Melton and Yi have been working on the project for more than four years. But the big breakthrough came on Feb. 10, 2011. “I was just sitting there at the microscope looking at all these replicating beta cells,” says Yi, and he could barely believe his eyes. He says he never had “seen this kind of dramatic replication.”
At first unsure whether to repeat the experiment or to tell Melton right away, Peng says he rushed into Melton’s office, printed out the image he was seeing, and showed it to Melton, telling him they probably had a breakthrough. “I showed him this picture and told him this is a secreted protein, and he was really, really excited about this result.”
“I remember this very well,” Melton recalled. “It’s a black-and-white picture where you’re looking at a section, like a section through a sausage, of the whole pancreas. When you normally look at a black-and-white picture of that, it’s very hard to tell where the beta cells are, the insulin cells.

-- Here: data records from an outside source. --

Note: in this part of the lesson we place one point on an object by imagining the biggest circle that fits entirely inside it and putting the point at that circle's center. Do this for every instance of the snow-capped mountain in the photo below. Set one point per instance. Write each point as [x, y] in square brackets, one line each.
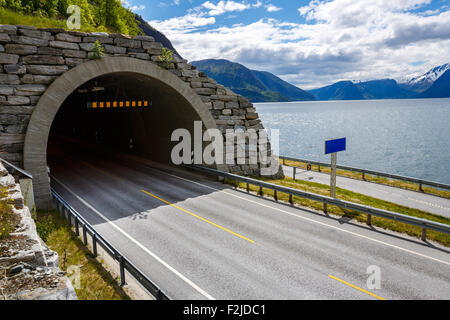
[420, 83]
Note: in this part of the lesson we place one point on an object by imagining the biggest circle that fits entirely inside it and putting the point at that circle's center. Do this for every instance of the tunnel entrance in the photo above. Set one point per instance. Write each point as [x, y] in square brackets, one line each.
[123, 112]
[63, 112]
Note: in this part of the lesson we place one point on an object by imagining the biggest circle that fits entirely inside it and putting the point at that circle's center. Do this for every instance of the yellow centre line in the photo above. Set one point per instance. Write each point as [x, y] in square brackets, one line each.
[198, 217]
[357, 288]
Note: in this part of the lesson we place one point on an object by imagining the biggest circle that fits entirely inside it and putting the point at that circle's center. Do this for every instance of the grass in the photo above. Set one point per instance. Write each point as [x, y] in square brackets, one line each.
[354, 215]
[17, 18]
[8, 220]
[95, 282]
[381, 180]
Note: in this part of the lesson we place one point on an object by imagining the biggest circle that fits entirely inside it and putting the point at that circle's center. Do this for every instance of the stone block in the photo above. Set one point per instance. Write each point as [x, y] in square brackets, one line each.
[128, 43]
[9, 79]
[67, 37]
[9, 29]
[114, 49]
[15, 69]
[50, 51]
[41, 59]
[35, 33]
[21, 49]
[47, 70]
[74, 54]
[86, 46]
[30, 90]
[6, 58]
[29, 41]
[64, 45]
[4, 38]
[102, 40]
[72, 62]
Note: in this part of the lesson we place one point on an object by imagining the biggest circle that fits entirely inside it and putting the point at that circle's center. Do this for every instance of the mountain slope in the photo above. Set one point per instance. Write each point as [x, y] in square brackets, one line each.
[148, 30]
[286, 89]
[440, 88]
[375, 89]
[257, 86]
[343, 90]
[425, 81]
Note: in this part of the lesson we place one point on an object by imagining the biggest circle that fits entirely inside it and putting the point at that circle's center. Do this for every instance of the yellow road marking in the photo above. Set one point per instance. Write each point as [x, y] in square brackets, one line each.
[357, 288]
[198, 217]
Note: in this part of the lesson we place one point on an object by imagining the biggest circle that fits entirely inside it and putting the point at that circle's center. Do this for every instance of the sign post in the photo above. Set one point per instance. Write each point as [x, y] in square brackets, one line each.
[333, 147]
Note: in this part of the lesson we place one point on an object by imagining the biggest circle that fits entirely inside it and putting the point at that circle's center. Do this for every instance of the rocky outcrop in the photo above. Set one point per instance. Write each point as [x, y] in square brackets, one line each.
[31, 59]
[28, 268]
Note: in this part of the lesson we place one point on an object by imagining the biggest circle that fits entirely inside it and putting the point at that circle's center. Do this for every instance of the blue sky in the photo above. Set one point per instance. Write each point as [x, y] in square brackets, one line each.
[309, 43]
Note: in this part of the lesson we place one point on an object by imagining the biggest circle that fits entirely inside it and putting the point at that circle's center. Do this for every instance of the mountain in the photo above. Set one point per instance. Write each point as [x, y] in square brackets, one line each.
[257, 86]
[148, 30]
[375, 89]
[440, 88]
[286, 89]
[423, 82]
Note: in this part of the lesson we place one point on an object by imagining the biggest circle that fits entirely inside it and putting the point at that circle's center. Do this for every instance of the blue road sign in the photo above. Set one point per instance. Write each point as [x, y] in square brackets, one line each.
[332, 146]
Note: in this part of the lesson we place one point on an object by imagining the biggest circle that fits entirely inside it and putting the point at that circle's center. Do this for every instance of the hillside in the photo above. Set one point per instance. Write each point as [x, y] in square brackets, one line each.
[343, 90]
[257, 86]
[96, 15]
[375, 89]
[440, 88]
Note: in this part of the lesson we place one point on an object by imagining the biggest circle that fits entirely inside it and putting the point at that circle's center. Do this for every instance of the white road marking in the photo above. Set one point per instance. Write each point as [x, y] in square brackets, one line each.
[308, 219]
[189, 282]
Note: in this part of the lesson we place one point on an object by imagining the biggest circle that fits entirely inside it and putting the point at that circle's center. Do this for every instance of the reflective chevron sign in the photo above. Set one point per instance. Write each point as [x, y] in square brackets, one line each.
[119, 104]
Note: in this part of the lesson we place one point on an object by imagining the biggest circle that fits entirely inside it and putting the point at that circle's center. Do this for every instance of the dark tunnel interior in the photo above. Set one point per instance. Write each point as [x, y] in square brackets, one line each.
[96, 115]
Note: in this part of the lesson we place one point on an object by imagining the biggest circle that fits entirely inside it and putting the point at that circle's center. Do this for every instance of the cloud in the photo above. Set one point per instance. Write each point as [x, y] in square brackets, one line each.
[224, 6]
[340, 40]
[272, 8]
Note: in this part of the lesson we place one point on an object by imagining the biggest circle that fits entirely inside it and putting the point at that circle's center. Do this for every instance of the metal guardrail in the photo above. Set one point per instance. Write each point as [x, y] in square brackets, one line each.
[25, 173]
[422, 223]
[420, 182]
[73, 217]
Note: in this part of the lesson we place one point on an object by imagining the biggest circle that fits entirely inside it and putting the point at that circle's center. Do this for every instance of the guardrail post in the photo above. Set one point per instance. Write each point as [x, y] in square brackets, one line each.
[424, 234]
[94, 245]
[122, 271]
[84, 234]
[77, 232]
[69, 218]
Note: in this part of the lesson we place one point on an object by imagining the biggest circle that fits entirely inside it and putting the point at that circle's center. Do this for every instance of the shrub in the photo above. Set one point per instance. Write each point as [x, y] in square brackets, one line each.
[6, 215]
[166, 58]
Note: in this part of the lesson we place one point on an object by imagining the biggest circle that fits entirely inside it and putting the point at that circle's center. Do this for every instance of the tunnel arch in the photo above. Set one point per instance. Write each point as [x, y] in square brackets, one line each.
[37, 135]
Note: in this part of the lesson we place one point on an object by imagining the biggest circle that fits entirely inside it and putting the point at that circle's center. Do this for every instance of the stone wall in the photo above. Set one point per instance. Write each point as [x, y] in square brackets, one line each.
[31, 59]
[28, 268]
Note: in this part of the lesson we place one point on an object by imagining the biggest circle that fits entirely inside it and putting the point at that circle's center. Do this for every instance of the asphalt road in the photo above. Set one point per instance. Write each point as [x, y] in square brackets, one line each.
[199, 239]
[412, 199]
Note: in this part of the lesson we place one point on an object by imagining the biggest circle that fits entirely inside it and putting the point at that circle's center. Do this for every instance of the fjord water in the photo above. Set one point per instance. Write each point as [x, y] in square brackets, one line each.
[406, 137]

“But in this test,” he continued, “any cell that was dividing would shine up bright and white, like a sparkle. He showed me this picture where the whole pancreas is largely black, but then there were these clusters, like stars of these white dots, which turned out to be all over the islets, the place where the beta cell sits. I still keep that black-and-white picture. We have much fancier color ones, but I like the black-and-white picture, because it’s one of those moments when you know something interesting has happened. This is not by accident. I’ve never seen any treatment that causes such an enormous leap … in beta cell replication.”
The following morning, when Yi sat down at his lab bench, there was a formal-looking, cream-colored envelope lying on the brown surface of the bench. He opened it up, and took from the envelope a handwritten note from Melton. It read:
“Dear Peng, I can hardly sleep — I am so excited by your result. It’s a tribute to your hard work and hard thinking. Can’t wait to see the data from the repeat. Doug.”